Jakarta –
Masyarakat Anti Korupsi Indonesia (MAKI) menyoroti sejumlah pernyataan Wakil Ketua KPK Alexander Marwata yang kontroversial. MAKI menilai kontroversi yang dimunculkan Alex itu seperti sifat kekanak-kanakan.
“Sifat kanak-kanaknya keluar, gagal menyalahkan orang lain. Ketika terakhir ngomong ini jangan harapkan KPK. Itu kan lari dari tanggung jawab.
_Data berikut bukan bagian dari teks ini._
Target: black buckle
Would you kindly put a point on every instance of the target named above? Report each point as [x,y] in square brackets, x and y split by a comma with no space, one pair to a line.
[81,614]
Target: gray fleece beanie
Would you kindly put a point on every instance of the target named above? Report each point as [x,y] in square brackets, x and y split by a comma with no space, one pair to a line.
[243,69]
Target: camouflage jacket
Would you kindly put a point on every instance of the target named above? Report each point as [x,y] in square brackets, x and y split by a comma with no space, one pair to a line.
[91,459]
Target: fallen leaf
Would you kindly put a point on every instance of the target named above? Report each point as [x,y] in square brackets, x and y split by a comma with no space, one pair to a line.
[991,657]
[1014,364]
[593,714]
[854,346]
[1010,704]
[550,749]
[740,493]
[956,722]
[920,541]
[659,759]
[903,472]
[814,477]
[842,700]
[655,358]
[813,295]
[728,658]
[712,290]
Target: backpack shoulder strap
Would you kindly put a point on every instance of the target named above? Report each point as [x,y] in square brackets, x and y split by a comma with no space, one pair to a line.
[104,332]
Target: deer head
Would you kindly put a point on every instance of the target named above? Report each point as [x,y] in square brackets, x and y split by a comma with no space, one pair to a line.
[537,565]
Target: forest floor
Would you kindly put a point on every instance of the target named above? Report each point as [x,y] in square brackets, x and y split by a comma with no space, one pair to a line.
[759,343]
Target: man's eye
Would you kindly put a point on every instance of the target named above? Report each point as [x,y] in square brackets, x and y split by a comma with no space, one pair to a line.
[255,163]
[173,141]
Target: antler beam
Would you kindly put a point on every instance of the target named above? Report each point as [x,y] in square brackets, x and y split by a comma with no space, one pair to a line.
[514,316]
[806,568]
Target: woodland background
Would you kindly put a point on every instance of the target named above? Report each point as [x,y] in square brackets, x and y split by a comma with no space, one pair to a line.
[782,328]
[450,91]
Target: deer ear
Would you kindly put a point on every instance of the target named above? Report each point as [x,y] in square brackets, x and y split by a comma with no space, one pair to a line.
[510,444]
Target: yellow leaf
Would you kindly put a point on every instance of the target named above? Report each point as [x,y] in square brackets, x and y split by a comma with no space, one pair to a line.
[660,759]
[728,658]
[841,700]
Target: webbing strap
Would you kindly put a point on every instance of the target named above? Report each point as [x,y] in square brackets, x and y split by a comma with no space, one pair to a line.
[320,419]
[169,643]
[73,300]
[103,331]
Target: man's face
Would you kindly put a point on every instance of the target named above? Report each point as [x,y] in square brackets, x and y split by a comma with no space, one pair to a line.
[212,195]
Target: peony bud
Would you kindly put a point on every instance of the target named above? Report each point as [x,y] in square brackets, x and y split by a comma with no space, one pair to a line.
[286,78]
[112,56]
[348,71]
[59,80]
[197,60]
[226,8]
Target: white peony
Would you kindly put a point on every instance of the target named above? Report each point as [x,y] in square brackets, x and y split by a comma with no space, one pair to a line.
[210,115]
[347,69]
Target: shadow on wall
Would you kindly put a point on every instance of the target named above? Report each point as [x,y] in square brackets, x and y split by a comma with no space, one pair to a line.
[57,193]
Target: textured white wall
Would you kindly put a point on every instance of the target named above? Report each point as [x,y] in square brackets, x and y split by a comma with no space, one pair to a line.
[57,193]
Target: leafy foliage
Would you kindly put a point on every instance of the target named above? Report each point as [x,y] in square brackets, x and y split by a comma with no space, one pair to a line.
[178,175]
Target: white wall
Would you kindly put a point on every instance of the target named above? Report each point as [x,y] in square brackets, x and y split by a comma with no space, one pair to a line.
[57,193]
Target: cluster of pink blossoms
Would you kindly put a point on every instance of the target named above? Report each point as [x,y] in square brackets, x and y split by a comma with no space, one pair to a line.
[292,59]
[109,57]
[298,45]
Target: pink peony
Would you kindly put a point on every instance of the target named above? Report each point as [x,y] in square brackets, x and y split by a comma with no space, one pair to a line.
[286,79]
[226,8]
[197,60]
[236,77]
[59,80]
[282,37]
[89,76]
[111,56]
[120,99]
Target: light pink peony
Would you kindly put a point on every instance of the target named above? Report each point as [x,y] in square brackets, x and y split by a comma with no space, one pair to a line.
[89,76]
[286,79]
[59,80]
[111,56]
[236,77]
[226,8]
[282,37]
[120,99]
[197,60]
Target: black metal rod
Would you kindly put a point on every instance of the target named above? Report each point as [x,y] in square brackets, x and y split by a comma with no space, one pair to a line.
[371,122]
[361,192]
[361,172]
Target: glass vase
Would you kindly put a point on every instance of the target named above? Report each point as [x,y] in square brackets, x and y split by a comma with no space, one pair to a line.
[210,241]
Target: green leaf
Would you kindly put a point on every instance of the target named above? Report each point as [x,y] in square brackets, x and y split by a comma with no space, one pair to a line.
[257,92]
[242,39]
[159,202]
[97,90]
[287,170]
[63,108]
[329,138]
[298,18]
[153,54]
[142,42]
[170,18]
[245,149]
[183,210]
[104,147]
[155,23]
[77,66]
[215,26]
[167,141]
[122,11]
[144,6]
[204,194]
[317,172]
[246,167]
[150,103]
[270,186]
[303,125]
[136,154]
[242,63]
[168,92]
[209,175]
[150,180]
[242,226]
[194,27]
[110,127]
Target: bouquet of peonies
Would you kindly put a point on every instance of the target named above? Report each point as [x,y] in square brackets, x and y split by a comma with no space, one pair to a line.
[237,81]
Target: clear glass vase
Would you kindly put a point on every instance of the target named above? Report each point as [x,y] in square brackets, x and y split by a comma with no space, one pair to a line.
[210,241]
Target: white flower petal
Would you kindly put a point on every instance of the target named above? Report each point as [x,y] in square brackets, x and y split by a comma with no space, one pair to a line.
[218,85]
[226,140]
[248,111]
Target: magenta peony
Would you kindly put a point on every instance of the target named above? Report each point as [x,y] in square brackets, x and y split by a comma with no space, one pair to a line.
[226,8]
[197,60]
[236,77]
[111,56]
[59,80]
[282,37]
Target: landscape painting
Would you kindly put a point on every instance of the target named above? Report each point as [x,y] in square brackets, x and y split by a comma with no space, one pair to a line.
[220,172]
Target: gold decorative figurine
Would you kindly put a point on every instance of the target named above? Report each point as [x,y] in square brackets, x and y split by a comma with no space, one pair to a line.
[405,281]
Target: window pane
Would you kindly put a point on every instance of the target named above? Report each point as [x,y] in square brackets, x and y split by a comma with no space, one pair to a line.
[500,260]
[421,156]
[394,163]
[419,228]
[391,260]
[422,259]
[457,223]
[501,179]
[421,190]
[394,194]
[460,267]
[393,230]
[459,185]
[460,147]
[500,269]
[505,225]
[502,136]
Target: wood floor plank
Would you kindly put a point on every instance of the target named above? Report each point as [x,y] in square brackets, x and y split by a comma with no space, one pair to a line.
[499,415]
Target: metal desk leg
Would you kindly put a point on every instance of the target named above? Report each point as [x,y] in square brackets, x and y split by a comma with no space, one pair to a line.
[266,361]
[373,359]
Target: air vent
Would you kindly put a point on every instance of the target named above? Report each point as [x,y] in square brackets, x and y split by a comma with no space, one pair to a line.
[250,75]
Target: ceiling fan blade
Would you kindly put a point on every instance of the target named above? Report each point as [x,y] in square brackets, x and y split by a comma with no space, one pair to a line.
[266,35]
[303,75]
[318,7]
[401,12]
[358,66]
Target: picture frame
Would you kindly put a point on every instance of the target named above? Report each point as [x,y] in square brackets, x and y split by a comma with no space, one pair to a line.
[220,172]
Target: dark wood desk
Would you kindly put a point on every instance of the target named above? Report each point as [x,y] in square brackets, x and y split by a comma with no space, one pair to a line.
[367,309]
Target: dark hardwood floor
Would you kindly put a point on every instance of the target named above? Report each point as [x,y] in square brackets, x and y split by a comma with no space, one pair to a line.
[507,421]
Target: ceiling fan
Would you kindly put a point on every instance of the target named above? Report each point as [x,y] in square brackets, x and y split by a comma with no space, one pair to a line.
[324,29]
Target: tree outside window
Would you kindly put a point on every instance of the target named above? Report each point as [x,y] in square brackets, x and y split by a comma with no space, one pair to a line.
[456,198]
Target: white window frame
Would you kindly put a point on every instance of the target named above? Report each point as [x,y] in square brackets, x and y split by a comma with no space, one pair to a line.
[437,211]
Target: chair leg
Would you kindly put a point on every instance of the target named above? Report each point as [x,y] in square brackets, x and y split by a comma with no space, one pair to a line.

Padahal dia dulu periode pertama periode kedua di pansel maupun di DPR katanya akan membuat hebat KPK,” kata Koordinator MAKI Boyamin Saiman kepada wartawan, Jumat (27/9/2024).
Boyamin menjelaskan, sifat kekanak-kanakan Alex lainnya adalah terkait pernyatannya yang menyalahkan Kejaksaan hingga polisi karena dianggap tidak bisa berkoordinasi saat rapat dengan DPR pada Juli lalu. Hal itu, katanya, adalah sifat anak-anak karena lari dari tanggung jawab.
“Yang saya ingat persis menyalahkan jaksa dan polisi karena alasan tidak bisa diajak koordinasi. Gagal menyalahkan orang lain itu kan kanak-kanak,” sebutnya.
“Terus ke mana dia selama 2 periode itu, kemudian ujung-ujungnya mengatakan tidak bertanggung jawab begitu?” tambahnya.
Boyamin menyarankan agar Alex cuti hingga akhir masa jabatannya dan pergi berlibur. Agar Alex tidak kembali membuat penyataan yang kontroversial.
“Ya saran saya ini lah, cuti saja sampai akhir masa jabatan, terus healing keluar negeri gitulah, manfaatkan untuk berlibur dari pada bikin blunder-blunder lagi,” sebutnya.
Pernyataan Kontroversial Alex Marwata
Adapun pernyataan Alex yang dimaksud Boyamin itu disampaikan dalam rapat dengan Komisi III DPR di kompleks parlemen, Jakarta, Senin (1/7). Alex mengatakan regulasi antarlembaga dalam penangan perkara korupsi tak berjalan dengan baik.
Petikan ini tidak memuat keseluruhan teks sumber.